Il governo è al lavoro per la tanto attesa riforma delle pensioni. Riformare il sistema previdenziale italiano è sempre prioritario anche se può sembrare che non se ne parla più con insistenza. Invece man mano che passano le settimane diventano sempre più calde le piste che portano a nuove misure e nuovi strumenti previdenziali. Tutto ciò con l’obiettivo principe di superare una volta per tutte la tanto discussa legge Fornero. E allora ecco che sulla riforma pensioni 2025 le piste calde restano sostanzialmente tre.
Riforma pensioni 2025: tre strade percorribili, ecco le misure
La prima strada che sembra percorribile è la quota 41 per tutti. Via i vincoli di oggi della quota 41 per i precoci. Stop alle limitazioni di platea che consentono il pensionamento solo a disabili, caregivers, disoccupati e addetti ai lavori gravosi. E stop pure al vincolo dei 12 mesi di contributi accumulati già prima di aver compiuto i 19 anni di età. La quota 41 diventerebbe quindi per tutti i lavoratori. Ma solo se la misura diventa contributiva, nel senso che la prestazione verrebbe calcolata con quel penalizzante metodo basato sui contributi versati e non sulle ultime retribuzioni. La via per rendere sostenibile il varo di questa misura prevede quindi il baratto dell’uscita anticipata con il taglio della prestazione.
La solita strada della conferma di misure in via di cessazione
Una via senza dubbio più sostenibile per le casse dello Stato sarebbe la semplice conferma della quota 103. La misura che scade alla fine del 2024 verrebbe quindi semplicemente prorogata di un anno. Parlare di riforma delle pensioni con la sola proroga di quota 103 però non è certo una cosa fattibile. Però è anche vero che le casse statali non sono floride.
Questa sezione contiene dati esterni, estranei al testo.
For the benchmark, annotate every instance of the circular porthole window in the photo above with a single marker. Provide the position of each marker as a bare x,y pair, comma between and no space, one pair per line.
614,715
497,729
E soprattutto le condizioni finanziarie dell’INPS non sono buone. Anche perché, statistiche alla mano, pare che nel 2023 siano aumentati i pensionati. Ecco che i tecnici del MEF pensano che sia più semplice prevedere la conferma di un altro anno per la quota 103 rispetto al varo di quota 41 per tutti.
Le misure per quotisti, si prosegue con l’inasprimento
La quota 103 ha limiti di importo perché non può superare 4 volte il trattamento minimo. Prevede il ricalcolo contributivo della prestazione proprio come si accinge a fare l’esecutivo quando pensa alla quota 41 per tutti. Tagli di assegno quindi. Peggio ancora se invece si dà forza alla terza via, quella di quota 104. Infatti si pensa a ritoccare la quota 103, inasprendo l’età pensionabile che salirebbe dai 62 ai 63 anni. Lasciando intatto il requisito contributivo dei 41 anni. Si proseguirebbe nel trend che da anni ormai i legislatori hanno preso. Perché come tutti ricorderanno, si è arrivati a quota 103 partendo da quota 100 e poi da quota 102. Con l’età che nasceva a partire dai 62 anni, per poi passare a 64 e tornare indietro a 62. Mentre per i contributi si passò da 38 per le prime due misure ai 41 di questa in vigore oggi.